Buradan güneye doğru devam ederek Piazza
San Carlo ve Piazza Carlo Felice’ye ulaşıyoruz. Piazza San Carlo ile Piazza
Felice arasında kalan iki büyük cadde var. Bunlar, Via Roma ve Via Lagrange.
Via Lagrange şehrin önemli
müzelerinden biri olan Mısır Müzesi’nin de üzerinde bulunduğu cadde. Via Roma
ise şehirde daha pahalı alışveriş dükkanlarının olduğu ve “portico”ların altından yürüyerek gittiğinizde yağmur yağsa da hiç
ıslanmadan yürümenin mümkün olduğu oldukça hareketli bir cadde. Torino’da da ilk
olarak Bolonya’da rastladığım “portico”lar çok sık karşımıza çıkıyor. Bunların en
yoğun olduğu caddeler ise Via Roma, Via
Garibaldi’ye paralel caddelerden biri olan Via Cernaia ve Corso Vittorio Emmanuele 2.
|
Via Garibaldi |
|
Piazza Castello |
|
Piazza Castello |
|
Piazza Castello |
|
Piazza San Carlo |
|
Via Roma |
|
Via Roma üzerinde Romano Pasajı |
|
Corso Vittorio Emmanuele 2 |
|
Corso Vittorio Emmanuele 2 |
|
Corso Vittorio Emmanuele 2 |
Piazza San Carlo’nun Via Roma’ya açıldığı noktada ikiz
kiliseler olarak bilinen San Carlo e
Santa Cristiana şehrin görülmesi gereken noktalarından. Biz de bu
kiliselere uğruyoruz ve ilk girdiğimiz San Carlo’da bir düğün törenine
tanık oluyoruz:)
|
San Carlo e
Santa Cristiana |
Şehrin kalbi sayılan Piazza
Castello’nun yanıbaşındaki Piazza Reale, Torino’nun geçmişinde önemli yeri
olan Savoy Hanedanlığının Saray’ı olarak bilinen ve 1997’de UNESCO Dünya
Mirasları listesine alınan Palazzo Reale’ye
ev sahipliği yapıyor. Saray’ın aynı zamanda çok büyük bir bahçesi de var.

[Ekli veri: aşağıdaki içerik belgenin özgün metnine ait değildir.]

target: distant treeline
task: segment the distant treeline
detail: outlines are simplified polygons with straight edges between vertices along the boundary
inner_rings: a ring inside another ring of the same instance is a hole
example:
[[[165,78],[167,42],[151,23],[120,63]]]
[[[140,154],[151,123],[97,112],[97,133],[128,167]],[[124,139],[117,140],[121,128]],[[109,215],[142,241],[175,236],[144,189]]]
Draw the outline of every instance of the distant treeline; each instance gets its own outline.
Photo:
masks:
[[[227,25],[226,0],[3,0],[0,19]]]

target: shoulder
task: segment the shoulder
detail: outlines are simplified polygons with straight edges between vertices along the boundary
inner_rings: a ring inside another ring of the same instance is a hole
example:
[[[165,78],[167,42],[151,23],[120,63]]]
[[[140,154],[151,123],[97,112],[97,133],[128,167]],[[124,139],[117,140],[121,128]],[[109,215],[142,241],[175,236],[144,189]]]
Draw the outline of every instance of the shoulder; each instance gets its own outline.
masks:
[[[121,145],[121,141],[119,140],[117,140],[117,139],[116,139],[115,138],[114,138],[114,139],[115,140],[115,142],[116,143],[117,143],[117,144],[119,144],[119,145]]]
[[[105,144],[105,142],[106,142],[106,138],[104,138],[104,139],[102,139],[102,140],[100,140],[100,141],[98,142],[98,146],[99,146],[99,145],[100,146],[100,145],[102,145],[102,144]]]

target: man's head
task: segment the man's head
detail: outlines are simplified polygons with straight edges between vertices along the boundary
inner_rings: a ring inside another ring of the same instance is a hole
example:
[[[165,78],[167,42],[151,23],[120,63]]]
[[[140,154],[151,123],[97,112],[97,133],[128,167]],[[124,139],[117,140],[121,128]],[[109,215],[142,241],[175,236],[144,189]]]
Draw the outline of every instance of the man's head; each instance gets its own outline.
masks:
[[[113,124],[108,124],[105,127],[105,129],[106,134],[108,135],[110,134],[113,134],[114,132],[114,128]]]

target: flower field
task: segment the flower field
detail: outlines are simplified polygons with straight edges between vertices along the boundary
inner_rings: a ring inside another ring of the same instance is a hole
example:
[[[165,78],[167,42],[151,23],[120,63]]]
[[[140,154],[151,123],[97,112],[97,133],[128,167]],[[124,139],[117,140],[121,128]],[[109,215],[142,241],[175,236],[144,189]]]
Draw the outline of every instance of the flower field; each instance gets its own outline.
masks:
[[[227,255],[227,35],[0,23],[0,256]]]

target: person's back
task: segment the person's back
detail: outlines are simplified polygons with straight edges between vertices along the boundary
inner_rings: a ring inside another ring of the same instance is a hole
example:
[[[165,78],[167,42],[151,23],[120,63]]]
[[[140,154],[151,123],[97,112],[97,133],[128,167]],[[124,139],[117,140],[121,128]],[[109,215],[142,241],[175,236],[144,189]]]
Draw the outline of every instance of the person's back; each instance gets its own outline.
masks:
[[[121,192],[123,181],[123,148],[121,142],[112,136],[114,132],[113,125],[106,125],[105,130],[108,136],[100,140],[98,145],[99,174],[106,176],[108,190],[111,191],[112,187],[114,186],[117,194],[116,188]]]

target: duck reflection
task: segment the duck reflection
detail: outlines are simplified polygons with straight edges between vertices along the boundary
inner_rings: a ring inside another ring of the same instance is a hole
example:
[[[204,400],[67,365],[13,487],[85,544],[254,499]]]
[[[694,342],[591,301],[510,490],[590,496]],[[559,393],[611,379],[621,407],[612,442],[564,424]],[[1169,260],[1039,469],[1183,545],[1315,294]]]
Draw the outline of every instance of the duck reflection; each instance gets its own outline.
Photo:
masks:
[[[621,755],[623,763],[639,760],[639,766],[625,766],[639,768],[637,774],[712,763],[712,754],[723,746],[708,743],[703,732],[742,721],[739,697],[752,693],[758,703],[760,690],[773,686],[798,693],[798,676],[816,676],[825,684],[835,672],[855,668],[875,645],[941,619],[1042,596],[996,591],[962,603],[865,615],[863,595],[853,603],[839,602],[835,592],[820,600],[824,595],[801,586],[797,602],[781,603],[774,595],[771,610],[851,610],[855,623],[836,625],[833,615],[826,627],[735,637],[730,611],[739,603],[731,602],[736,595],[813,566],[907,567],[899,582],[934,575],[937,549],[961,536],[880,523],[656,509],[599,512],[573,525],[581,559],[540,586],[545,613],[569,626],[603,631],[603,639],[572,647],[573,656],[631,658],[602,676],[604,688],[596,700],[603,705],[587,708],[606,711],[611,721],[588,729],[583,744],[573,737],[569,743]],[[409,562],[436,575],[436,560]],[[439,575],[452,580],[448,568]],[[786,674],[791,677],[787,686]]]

Burası Pazartesi hariç her gün gezilebiliyor ve Saray’a giriş ücreti 12 Euro.
|
Kuşbakışı Palazzo Reale |
|
Palazzo Reale |
Piazza Reale’den
şehri ikiye ayıran Po Nehri’ne doğru
uzanan Via Po üzerinden devam edip
Via Montebello’dan sola döndüğünüzde şehrin en bilinen kulesine yani Mole Antonelliana’ya ulaşıyoruz. Burası
aynı zamanda Sinema Müzesi’ne de ev sahipliği yapıyor. Ayrıca en üst katındaki
seyir terası da şehri kuşbakışı olarak görebileceğiniz güzel noktalardan biri.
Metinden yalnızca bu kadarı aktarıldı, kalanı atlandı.